Em uma famosa tela de Magritte observa-se um cachimbo desenhado, acompanhado da inscrição: "Isso não é um cachimbo". De fato, não o é, mas apenas a sua representação. Somos nós que enxergamos a imagem e imediatamente a assimilamos ao objeto real, sem considerar que ambos não são iguais. Magritte sabia como o homem ignora a distinção entre a imagem e o real, e que essas imagens atribuem significados ao real. Instituições como o casamento, a Igreja e o Estado, por exemplo, dependem de seu simbolismo para perpetuarem-se. Porém, devemos saber distinguir entre o que são e o que representam.

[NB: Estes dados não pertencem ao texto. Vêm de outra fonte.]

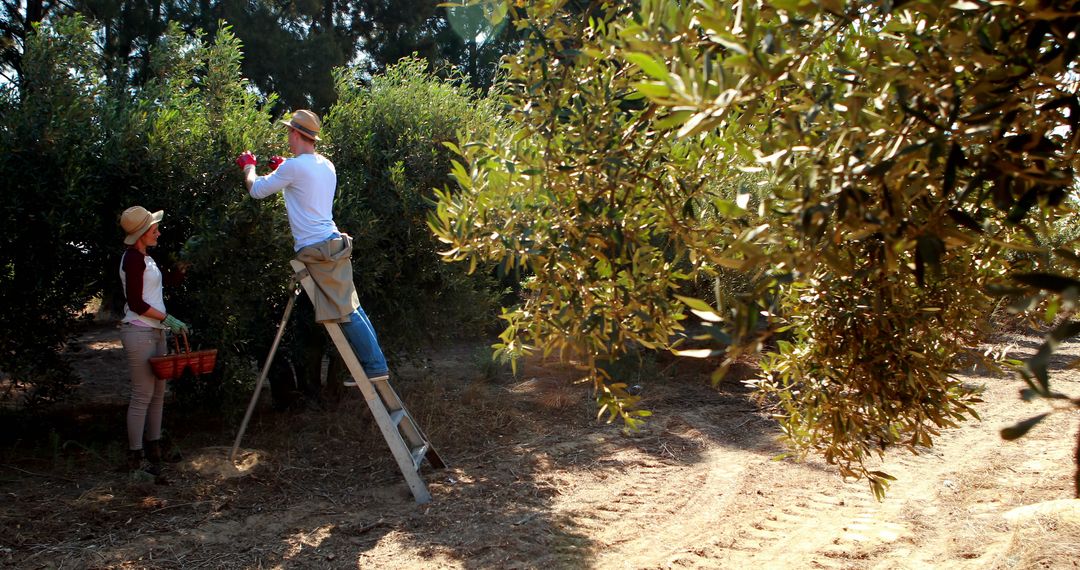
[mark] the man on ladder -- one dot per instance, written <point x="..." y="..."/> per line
<point x="309" y="181"/>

No plano individual, o significado do casamento é indissociável de sua permanência na sociedade. Não é seu valor jurídico que o estimula, ou leva noivos e noivas a movimentarem milhões de reais por ano em vestidos, festas e bolos. O que motiva o casamento tradicional é a imagem atribuída a ele, de união de corpos. Não é, necessariamente, essa a imagem que melhor o caracteriza: o casamento pode ser idealizado no início, mas eventualmente as altas expectativas se frustram, como acontecer com Bento Santiago no livro "Dom Casmurro".

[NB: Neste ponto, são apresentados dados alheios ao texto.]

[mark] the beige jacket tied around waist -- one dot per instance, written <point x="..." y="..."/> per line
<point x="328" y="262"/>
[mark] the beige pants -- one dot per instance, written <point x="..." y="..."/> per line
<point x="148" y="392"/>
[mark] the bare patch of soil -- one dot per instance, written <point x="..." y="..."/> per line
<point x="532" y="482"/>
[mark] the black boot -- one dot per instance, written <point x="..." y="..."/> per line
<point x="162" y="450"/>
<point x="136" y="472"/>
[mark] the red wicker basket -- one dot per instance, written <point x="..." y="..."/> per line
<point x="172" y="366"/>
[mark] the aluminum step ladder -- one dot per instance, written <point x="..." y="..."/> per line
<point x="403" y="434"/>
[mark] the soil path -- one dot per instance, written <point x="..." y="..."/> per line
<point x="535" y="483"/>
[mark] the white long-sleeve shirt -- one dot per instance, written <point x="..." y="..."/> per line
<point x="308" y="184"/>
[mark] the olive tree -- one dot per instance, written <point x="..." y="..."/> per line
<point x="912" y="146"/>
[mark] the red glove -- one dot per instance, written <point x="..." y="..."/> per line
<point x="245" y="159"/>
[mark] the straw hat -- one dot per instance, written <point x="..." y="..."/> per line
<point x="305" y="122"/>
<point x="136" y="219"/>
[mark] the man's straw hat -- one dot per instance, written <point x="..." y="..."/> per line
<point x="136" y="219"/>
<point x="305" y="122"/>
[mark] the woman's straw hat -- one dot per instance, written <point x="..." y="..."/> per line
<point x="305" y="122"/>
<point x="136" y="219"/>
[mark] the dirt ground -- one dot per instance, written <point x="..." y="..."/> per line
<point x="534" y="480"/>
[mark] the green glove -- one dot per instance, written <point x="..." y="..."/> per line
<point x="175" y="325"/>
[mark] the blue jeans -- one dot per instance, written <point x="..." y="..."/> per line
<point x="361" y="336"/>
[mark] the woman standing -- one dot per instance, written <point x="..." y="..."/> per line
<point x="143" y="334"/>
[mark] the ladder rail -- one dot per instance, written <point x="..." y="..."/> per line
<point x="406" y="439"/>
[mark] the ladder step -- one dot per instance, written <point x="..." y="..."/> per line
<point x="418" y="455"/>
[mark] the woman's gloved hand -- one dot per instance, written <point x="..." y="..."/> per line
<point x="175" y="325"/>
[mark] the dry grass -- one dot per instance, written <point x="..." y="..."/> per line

Já no plano coletivo, as Igrejas são extremamente dependentes de seu valor simbólico. A existência de catedrais, mesquitas e sinagogas, assim como a de hierarquias entre padres, bispos e cardeais; exige que os homens vejam nelas algo que ultrapassa o real. A fé e a religião tornam a Igreja não um simples local e uma hierarquia vazia, mas um poder. Este existe como consequência da religião, tanto assim que obras como o "Auto da Barca do Inferno" só tem valor moralizante em uma sociedade que acredite na Igreja Católica. Sem a imagem, a doutrina perde seu valor.
Outra instituição atrelada à imagem é o Estado. Da mesma forma que ocorre com a Igreja, o poder e a legitimidade do Estado emanam da crença. Seus funcionários deixam de ser pessoas e passam a representar o poder ao qual todos nós estamos submetidos. O juiz representa a lei, apesar de não o ser na realidade. É esse significado que impede Fabiano, de "Vidas Secas", de desafiar o Soldado Amarelo. Apesar do evidente abuso de poder, Fabiano submete-se ao guarda, acreditando que submete-se diariamente ao Estado.
Essas três instituições mostram a dependência do valor simbólico para sua manutenção e credibilidade. Sem suas imagens, haveria um súbito desequilíbrio na sociedade, pois todo poder e ordem seriam questionados. Não é necessário destituí-las de toda sua significação, apenas enxergar, como Magritte, a diferença entre a imagem e o real. Assim não haverá idealização das instituições, o que abre espaço para questionamentos e evita casos como o de Fabiano, abusado pelo Soldado Amarelo, ou Bento Santiago, frustrado na expectativa de tornar-se um só com Capitu, possibilitando críticas como no "Auto da Barca do Inferno", que diferenciava a Igreja de seus membros.